- Hay fever sufferers in Melbourne may be breathing a little easier this spring as some of the city’s trees are injected with hormones in a bid to make them less irritating.
- There is a 75% chance the Ebola virus could reach Europe before the end of the month, scientists have predicted.
- Being curious fires up the brain’s reward circuits, enhancing your ability to learn, MRI scans reveal. The finding, reported in the journal Neuron, provides the first scientific evidence to help explain why it is easier learn about something that you’re interested in.
News on Health Professional Radio. Today is the 7th October 2014. Read by Rebecca Foster.
Hay fever sufferers in Melbourne may be breathing a little easier this spring as some of the city’s trees are injected with hormones in a bid to make them less irritating.
A Melbourne City Council trial will target the hair-producing London Plane trees in the busy cafe precinct of Lygon Street.
It is hoped the injections will stop the tree from producing seed pods, which are often blamed for causing nasal, throat and eye irritations.
The council’s urban landscape manager, Ian Shears, [said]…concerns had been raised by cafe owners about the discomfort caused to customers.
“If you look around the [CBD] around 75 percent of the trees are London planes, and Lygon Street in the cafe strip in particular is where probably most of the concerns from the community come from,” he said.
About three quarters of the city’s trees are London Planes.
Mr Shears said a range of methods were being trialled to reduce the trees’ “anti-social” effects.
There is a 75 per cent chance the Ebola virus could reach Europe before the end of the month, scientists have predicted.
Virus experts have used Ebola spread patterns and airline traffic data to predict that by October 24, there is a 75 per cent chance Ebola will have spread to France and a 50 per cent likelihood it will have been imported into Britain.
“It’s really a lottery,” Derek Gatherer from Britain’s Lancaster University said.
He has based the predictions on the airline capacity remaining the same but even if the number of travellers is cut by 80 per cent to reflect flights to the region stopping, France’s risk is still 25 per cent and Britain’s is 15 per cent.
The deadly Ebola haemorrhagic fever virus has killed more than 3,400 people since it began in West Africa in March and has now started to spread faster, infecting almost 7,200 people so far.
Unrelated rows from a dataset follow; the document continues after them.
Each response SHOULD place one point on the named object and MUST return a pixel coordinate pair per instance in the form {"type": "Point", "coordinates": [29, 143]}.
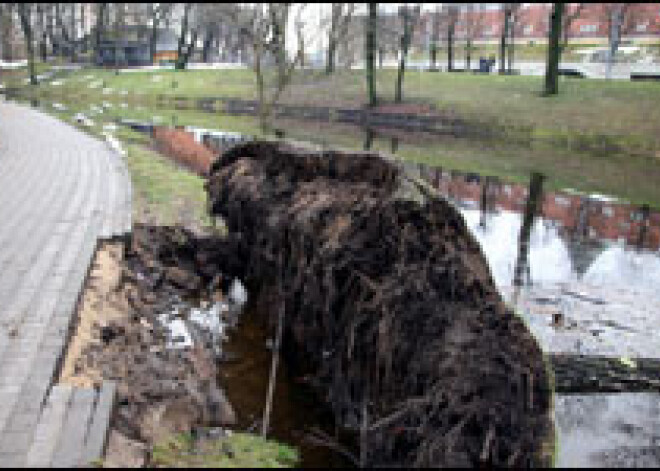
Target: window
{"type": "Point", "coordinates": [588, 28]}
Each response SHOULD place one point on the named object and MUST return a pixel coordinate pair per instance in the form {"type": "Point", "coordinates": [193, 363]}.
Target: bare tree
{"type": "Point", "coordinates": [450, 17]}
{"type": "Point", "coordinates": [507, 24]}
{"type": "Point", "coordinates": [341, 15]}
{"type": "Point", "coordinates": [554, 50]}
{"type": "Point", "coordinates": [409, 17]}
{"type": "Point", "coordinates": [571, 13]}
{"type": "Point", "coordinates": [435, 38]}
{"type": "Point", "coordinates": [101, 22]}
{"type": "Point", "coordinates": [24, 13]}
{"type": "Point", "coordinates": [265, 38]}
{"type": "Point", "coordinates": [473, 27]}
{"type": "Point", "coordinates": [371, 46]}
{"type": "Point", "coordinates": [158, 13]}
{"type": "Point", "coordinates": [620, 20]}
{"type": "Point", "coordinates": [515, 20]}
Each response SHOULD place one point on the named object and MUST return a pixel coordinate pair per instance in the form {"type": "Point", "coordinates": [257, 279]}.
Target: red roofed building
{"type": "Point", "coordinates": [590, 25]}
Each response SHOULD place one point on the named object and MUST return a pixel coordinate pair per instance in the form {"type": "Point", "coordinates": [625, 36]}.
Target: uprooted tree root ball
{"type": "Point", "coordinates": [391, 310]}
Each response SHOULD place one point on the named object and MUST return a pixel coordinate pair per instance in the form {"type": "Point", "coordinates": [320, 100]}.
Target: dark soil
{"type": "Point", "coordinates": [162, 390]}
{"type": "Point", "coordinates": [390, 309]}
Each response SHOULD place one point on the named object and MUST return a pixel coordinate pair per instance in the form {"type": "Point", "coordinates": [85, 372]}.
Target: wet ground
{"type": "Point", "coordinates": [608, 430]}
{"type": "Point", "coordinates": [590, 287]}
{"type": "Point", "coordinates": [296, 409]}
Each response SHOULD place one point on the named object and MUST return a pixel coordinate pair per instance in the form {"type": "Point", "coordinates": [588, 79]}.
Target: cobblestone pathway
{"type": "Point", "coordinates": [60, 192]}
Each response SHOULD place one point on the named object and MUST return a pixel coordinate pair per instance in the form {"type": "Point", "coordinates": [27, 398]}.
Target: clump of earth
{"type": "Point", "coordinates": [153, 318]}
{"type": "Point", "coordinates": [388, 307]}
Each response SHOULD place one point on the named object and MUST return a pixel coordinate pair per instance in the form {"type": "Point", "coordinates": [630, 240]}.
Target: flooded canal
{"type": "Point", "coordinates": [582, 269]}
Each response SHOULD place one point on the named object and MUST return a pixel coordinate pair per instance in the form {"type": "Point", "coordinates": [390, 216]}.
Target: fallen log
{"type": "Point", "coordinates": [389, 297]}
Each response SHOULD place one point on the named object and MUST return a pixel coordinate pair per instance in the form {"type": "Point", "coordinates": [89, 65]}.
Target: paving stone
{"type": "Point", "coordinates": [68, 452]}
{"type": "Point", "coordinates": [60, 191]}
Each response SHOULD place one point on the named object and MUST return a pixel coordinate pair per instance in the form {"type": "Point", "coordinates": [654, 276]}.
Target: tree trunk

In recent weeks it has spread to Nigeria, Senegal and the United States – where the first case was diagnosed on Tuesday in a man who flew in from Liberia – by unwitting travellers carrying the virus.
The scientific data suggests France is among countries most likely to be hit next because the worst-affected countries – Guinea, Sierra Leone and Liberia – include French speakers and have busy travel routes back.
The World Health Organisation (WHO) has not placed any restrictions on travel and has encouraged airlines to keep flying to the worst-hit countries while British Airways and Emirates airlines have suspended some flights.
But the professor who led the research said the risks change every day the epidemic continues.
Being curious fires up the brain’s reward circuits, enhancing your ability to learn, MRI scans reveal.
The finding, reported in the journal Neuron, provides the first scientific evidence to help explain why it is easier learn about something that you’re interested in, than if you’re bored stiff.
Importantly, it seems that the enhanced learning ability is not limited to the thing that excites your curiosity: the curious state enables you to better learn about unrelated things too, says study co-author Professor Charan Ranganath of the University of California, Davis.
The researchers say their findings could point to ways to enhance learning in the classroom and may help understand memory problems in elderly people.
The study looked at 19 university students aged between 18 and 31. The students were asked trivia questions. When they didn’t know the answer, they were asked to rate how curious they were about the answer on a scale from 1 to 6.
The researchers then put each student into a scanner which could measure the activity of various brain regions using functional magnetic resonance imaging (fMRI).
While in the scanner, the students were asked only the questions that they were most or least curious about, in a random order.
They had to wait 10 seconds for the answer, during which time they were distracted by being shown a photo of a person’s face, and asked how likely that person was to know the answer to the question.
Afterwards they were tested on their memory for the answers to the trivia questions. They were much better at recalling answers to questions they found interesting, than answers to questions they were not curious about.
The researchers also tested how well the students could remember the faces they had been shown.
Surprisingly, the students were more likely to remember the face of someone that they were shown while pondering a question that they were curious about.
“This work has obviously got implications for teachers and how to teach adolescents,” he adds. “The key thing is to make things interesting and increase people’s curiosity and then they learn naturally.”